Durante estes anos, muitos brasileiros se alistaram e lutaram no Iraque. Alguns deles perderam suas vidas. A dura realidade de uma guerra também mudou a visão que muitos deles tinham quando se alistaram para servir seu país adotivo.
O glamour visto nos comerciais do Exército e nas telas dos cinemas, deram lugar a uma dura realidade repleta de medo, estresse físico e emocional em ver, bem à sua frente, amigos e estranhos sendo mortos quase que diariamente.
Até mesmo os pais destes soldados, que antes defendiam orgulhosamente a ida dos filhos, agora colocam em xeque se realmente vale a pena ver a possibilidade de perder um filho ou filha em um conflito que carece de consenso mundial para existir.

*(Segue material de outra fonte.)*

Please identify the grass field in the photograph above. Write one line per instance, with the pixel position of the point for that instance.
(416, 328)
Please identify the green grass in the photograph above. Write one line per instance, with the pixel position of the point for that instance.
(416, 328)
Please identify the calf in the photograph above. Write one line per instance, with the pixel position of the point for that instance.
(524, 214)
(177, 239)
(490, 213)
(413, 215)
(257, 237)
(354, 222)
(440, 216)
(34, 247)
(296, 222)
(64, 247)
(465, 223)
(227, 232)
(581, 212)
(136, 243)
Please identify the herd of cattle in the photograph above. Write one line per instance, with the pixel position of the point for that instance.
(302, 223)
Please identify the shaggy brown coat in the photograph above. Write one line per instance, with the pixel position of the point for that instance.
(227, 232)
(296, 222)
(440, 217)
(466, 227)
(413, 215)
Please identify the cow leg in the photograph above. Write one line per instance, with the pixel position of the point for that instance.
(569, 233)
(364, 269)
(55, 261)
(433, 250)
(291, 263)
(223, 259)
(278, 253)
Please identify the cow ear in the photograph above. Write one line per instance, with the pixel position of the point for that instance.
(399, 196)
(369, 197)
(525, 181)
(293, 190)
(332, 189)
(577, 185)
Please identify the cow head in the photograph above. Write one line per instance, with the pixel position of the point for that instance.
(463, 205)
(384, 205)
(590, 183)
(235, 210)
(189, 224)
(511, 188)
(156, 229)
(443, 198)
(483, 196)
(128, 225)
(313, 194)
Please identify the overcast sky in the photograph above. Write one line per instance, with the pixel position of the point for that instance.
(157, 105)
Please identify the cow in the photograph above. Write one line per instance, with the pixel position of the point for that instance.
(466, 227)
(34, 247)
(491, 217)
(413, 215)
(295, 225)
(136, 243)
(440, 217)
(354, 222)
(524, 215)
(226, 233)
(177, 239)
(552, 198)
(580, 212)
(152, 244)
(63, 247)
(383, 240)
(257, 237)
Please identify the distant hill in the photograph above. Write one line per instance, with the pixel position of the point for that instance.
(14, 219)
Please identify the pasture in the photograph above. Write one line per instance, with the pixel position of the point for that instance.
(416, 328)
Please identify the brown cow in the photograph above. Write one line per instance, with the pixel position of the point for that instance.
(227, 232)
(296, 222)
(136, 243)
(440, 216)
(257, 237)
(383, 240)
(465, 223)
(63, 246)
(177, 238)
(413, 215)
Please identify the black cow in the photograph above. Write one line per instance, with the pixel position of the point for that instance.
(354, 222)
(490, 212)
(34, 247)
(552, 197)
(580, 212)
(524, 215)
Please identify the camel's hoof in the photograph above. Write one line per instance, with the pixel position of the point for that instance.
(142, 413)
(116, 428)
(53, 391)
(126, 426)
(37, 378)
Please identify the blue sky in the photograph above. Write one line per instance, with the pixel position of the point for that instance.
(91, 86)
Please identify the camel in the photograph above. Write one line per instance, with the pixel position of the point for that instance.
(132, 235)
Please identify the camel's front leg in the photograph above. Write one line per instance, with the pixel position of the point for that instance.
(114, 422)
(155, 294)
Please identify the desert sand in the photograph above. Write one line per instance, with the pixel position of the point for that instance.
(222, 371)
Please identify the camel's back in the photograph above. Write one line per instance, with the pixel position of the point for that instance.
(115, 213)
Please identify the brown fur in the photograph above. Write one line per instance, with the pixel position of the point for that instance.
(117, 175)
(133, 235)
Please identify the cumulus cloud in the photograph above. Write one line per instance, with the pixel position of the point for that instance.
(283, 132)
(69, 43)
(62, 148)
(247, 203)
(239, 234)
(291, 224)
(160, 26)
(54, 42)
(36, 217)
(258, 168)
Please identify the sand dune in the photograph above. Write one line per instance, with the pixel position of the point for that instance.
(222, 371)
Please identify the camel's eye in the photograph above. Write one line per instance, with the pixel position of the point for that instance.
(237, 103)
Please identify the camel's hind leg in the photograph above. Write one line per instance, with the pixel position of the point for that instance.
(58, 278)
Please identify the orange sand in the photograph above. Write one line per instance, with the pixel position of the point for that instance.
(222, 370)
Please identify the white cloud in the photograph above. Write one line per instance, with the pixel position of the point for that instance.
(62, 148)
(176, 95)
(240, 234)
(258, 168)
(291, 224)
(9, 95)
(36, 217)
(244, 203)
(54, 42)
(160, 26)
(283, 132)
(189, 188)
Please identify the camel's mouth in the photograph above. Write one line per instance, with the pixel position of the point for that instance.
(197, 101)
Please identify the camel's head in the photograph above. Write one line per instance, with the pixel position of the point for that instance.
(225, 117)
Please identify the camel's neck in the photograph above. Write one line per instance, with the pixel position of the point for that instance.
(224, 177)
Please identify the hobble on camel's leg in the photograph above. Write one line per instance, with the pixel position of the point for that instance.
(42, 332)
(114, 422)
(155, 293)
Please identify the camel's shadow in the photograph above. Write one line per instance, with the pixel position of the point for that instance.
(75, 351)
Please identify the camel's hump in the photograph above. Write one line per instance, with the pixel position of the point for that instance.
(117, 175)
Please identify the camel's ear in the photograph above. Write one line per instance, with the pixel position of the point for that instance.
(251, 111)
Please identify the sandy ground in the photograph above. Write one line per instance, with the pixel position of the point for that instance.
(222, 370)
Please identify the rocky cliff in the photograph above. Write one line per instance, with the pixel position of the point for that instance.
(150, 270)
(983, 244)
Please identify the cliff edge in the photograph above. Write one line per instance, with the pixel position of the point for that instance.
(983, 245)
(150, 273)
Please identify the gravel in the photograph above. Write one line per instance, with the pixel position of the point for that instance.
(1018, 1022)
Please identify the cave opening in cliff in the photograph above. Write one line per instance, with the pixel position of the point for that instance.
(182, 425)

O anúncio de retirar as tropas motivou críticas dos conservadores, que se mantêm vergonhosamente sem se desculpar por começar uma guerra sem justificativa.
O republicano, e pré-candidato a concorrer nas próximas eleições presidenciais, Mitt Romney, acusa Obama de “colocar em risco”, duras vitórias conquistadas pelos Estados Unidos. Assim como tudo que ele diz sobre segurança nacional, isto é um absurdo.
A Casa Branca deveria então ignorar o desejo do governo democrático do Iraque e permanecer lá para sempre?
A saída do Iraque será um dos atos mais importantes do governo Obama. Esperamos que ele continue a cumprir suas promessas de campanha e trate a questão imigratória com a mesma seriedade que esta guerra inútil.